Jakarta, CoreNews.id – Lanskap keamanan siber di Indonesia menunjukkan peningkatan signifikan dalam beberapa tahun terakhir, baik dari sisi kompleksitas maupun volume ancaman. Perusahaan keamanan siber global, Kaspersky, mencatat lebih dari 14,9 juta serangan berbasis web serta 39,7 juta ancaman pada perangkat berhasil dideteksi dan diblokir sepanjang 2025.
Selain itu, sekitar 20% perusahaan di Indonesia dilaporkan mengalami serangan rantai pasokan. Kondisi ini mendorong organisasi untuk memperkuat sistem pertahanan digital mereka di tengah ancaman yang terus berkembang.
Secara global, Kaspersky membukukan pertumbuhan bisnis positif dengan peningkatan penjualan sebesar 4% secara tahunan (year-on-year/YoY), mendekati USD 836 juta pada 2025. Pertumbuhan ini terutama ditopang oleh segmen B2B yang naik 16% YoY.
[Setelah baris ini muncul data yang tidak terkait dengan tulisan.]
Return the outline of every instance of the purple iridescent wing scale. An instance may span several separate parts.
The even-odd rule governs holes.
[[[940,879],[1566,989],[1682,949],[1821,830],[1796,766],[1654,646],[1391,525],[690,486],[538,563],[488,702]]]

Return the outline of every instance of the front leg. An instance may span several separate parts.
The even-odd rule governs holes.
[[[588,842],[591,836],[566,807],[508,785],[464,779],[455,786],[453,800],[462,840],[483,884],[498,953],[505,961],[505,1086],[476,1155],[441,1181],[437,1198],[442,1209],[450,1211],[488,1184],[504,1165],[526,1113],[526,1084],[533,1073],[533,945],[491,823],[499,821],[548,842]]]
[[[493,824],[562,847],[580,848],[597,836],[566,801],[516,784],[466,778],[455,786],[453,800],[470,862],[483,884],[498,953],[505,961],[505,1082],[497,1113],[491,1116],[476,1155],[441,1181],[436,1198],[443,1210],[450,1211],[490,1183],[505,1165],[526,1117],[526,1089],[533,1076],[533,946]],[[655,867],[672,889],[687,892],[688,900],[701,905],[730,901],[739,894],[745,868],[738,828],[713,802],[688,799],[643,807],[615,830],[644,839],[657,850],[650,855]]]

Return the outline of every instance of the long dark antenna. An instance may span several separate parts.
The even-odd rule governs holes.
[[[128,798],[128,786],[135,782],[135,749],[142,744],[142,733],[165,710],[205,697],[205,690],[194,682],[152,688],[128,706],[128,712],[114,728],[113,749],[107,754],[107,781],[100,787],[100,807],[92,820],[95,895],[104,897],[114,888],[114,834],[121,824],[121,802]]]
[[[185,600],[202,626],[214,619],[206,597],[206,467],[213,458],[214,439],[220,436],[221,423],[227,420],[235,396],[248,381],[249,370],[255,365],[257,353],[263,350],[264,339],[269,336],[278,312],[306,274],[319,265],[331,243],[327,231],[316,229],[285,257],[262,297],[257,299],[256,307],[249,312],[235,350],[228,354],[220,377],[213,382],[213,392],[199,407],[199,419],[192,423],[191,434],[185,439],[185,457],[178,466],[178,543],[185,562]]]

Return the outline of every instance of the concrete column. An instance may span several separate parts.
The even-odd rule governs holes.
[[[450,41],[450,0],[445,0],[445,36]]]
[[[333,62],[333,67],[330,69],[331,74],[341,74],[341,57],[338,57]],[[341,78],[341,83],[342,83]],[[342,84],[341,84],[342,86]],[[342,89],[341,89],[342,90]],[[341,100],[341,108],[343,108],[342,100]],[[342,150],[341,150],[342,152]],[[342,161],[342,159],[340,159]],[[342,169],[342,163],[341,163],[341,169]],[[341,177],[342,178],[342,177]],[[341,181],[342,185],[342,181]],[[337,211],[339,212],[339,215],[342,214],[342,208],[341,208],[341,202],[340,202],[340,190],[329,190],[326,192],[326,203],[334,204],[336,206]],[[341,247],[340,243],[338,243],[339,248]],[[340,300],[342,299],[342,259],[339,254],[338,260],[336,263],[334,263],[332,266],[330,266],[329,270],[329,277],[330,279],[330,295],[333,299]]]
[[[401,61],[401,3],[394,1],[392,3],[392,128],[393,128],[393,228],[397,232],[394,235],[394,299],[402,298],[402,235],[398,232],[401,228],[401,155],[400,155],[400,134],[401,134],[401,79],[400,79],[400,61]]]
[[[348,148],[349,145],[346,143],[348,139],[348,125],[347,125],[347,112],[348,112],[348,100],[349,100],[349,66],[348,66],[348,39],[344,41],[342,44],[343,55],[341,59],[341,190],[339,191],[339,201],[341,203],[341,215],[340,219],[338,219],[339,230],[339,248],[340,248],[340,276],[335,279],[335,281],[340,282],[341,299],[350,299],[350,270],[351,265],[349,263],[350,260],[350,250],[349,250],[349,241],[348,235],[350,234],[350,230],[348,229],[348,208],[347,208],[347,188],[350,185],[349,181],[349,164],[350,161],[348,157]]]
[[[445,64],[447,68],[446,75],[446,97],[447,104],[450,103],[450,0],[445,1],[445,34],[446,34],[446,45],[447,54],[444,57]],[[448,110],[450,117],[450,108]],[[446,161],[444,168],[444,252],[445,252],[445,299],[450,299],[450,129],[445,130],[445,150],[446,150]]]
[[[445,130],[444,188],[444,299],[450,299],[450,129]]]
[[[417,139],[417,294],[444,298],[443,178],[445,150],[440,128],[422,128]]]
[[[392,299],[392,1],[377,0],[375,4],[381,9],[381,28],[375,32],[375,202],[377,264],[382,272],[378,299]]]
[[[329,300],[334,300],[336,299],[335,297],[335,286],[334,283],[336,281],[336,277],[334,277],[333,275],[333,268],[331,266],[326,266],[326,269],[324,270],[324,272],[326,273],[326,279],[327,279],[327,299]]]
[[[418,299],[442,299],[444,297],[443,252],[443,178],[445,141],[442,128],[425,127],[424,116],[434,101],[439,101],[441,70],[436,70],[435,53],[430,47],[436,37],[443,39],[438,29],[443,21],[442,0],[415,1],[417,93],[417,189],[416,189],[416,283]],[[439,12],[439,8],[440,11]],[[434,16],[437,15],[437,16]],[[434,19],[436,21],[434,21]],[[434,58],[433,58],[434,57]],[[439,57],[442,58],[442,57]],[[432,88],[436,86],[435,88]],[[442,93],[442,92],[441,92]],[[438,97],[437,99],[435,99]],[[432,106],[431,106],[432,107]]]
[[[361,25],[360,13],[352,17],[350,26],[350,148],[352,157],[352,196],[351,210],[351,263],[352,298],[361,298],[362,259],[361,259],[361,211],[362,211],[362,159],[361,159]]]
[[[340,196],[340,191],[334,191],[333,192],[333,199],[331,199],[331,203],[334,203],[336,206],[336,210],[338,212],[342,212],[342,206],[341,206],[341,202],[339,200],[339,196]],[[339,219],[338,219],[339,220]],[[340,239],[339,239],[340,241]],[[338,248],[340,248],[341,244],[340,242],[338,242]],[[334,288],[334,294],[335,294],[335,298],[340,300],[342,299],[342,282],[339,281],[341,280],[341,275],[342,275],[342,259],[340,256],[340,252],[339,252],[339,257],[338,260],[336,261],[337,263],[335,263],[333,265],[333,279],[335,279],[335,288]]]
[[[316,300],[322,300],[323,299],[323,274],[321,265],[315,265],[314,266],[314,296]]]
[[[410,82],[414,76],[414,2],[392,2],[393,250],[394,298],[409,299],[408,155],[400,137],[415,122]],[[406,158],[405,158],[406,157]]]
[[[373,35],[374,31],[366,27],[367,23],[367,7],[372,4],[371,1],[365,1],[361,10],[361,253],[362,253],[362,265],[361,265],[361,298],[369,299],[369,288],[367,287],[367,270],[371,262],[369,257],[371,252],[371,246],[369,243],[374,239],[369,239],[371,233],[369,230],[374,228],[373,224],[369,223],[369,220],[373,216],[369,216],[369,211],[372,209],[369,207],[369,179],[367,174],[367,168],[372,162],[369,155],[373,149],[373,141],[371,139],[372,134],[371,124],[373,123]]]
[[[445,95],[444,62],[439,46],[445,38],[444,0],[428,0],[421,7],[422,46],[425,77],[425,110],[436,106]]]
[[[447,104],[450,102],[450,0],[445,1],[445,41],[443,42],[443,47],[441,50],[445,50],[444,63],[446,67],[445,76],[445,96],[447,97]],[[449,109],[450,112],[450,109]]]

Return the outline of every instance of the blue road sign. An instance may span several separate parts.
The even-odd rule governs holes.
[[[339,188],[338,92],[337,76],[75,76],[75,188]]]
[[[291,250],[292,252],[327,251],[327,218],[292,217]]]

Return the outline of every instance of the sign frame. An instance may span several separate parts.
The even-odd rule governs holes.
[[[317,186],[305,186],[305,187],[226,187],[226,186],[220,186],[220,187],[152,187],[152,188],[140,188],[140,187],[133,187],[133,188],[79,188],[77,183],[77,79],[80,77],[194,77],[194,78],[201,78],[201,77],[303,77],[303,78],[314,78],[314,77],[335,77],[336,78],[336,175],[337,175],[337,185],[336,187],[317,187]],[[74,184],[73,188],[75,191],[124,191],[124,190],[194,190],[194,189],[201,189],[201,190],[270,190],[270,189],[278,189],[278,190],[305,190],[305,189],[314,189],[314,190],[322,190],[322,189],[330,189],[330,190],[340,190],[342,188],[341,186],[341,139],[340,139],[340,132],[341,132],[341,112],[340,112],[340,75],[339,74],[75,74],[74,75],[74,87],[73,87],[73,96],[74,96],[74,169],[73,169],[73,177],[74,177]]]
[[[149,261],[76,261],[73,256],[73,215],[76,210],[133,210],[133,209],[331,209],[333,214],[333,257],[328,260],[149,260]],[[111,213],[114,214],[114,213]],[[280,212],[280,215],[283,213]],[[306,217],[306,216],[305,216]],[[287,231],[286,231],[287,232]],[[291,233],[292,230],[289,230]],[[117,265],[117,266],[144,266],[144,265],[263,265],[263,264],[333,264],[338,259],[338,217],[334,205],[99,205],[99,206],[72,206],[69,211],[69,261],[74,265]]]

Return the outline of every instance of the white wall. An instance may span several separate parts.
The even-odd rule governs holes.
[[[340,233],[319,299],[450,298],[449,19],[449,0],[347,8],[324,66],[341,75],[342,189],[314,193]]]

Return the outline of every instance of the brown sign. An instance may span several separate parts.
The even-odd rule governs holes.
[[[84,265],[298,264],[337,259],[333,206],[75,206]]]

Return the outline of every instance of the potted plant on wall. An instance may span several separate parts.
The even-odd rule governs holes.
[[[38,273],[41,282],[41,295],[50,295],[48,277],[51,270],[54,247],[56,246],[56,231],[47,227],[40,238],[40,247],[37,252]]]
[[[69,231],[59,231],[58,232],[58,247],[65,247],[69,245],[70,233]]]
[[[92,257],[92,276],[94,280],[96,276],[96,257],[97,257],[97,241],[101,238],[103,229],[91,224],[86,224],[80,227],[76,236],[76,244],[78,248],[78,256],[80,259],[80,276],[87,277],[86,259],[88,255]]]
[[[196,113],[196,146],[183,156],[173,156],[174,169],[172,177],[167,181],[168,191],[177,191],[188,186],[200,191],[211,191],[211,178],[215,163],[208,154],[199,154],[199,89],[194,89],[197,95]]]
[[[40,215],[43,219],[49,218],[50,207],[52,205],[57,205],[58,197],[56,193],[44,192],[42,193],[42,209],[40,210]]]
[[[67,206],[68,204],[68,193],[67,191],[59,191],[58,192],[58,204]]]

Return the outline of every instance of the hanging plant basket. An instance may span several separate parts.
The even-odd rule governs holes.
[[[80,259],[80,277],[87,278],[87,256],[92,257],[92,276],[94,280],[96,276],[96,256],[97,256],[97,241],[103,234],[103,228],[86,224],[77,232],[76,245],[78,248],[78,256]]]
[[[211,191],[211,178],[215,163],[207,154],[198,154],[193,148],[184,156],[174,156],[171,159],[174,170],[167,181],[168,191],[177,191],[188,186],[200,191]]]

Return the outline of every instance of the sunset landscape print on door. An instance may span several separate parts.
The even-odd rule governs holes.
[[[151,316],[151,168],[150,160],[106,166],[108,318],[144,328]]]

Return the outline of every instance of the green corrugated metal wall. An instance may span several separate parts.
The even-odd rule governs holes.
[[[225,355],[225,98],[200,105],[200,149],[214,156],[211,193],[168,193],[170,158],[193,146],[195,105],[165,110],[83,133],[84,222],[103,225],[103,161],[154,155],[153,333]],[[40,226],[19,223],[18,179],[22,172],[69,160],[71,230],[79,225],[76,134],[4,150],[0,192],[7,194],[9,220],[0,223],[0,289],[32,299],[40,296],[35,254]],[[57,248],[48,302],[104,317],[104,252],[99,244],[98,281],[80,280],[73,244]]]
Di kawasan Asia Pasifik, pertumbuhan juga mencapai 4% YoY, dengan segmen enterprise meningkat hingga 22% YoY dan non-endpoint melonjak 40% YoY. Sementara itu, segmen B2C mencatat kenaikan pelanggan baru sebesar 19%.
Managing Director Asia Pasifik Kaspersky, Adrian Hia, mengatakan pihaknya terus mengembangkan teknologi berbasis kecerdasan buatan (AI) untuk menghadapi tantangan keamanan siber. “Hasil kuat kami di Asia Pasifik menunjukkan posisi strategis Kaspersky dalam mengamankan transformasi digital kawasan ini,” ujarnya di Jakarta, Rabu 08/04/2026.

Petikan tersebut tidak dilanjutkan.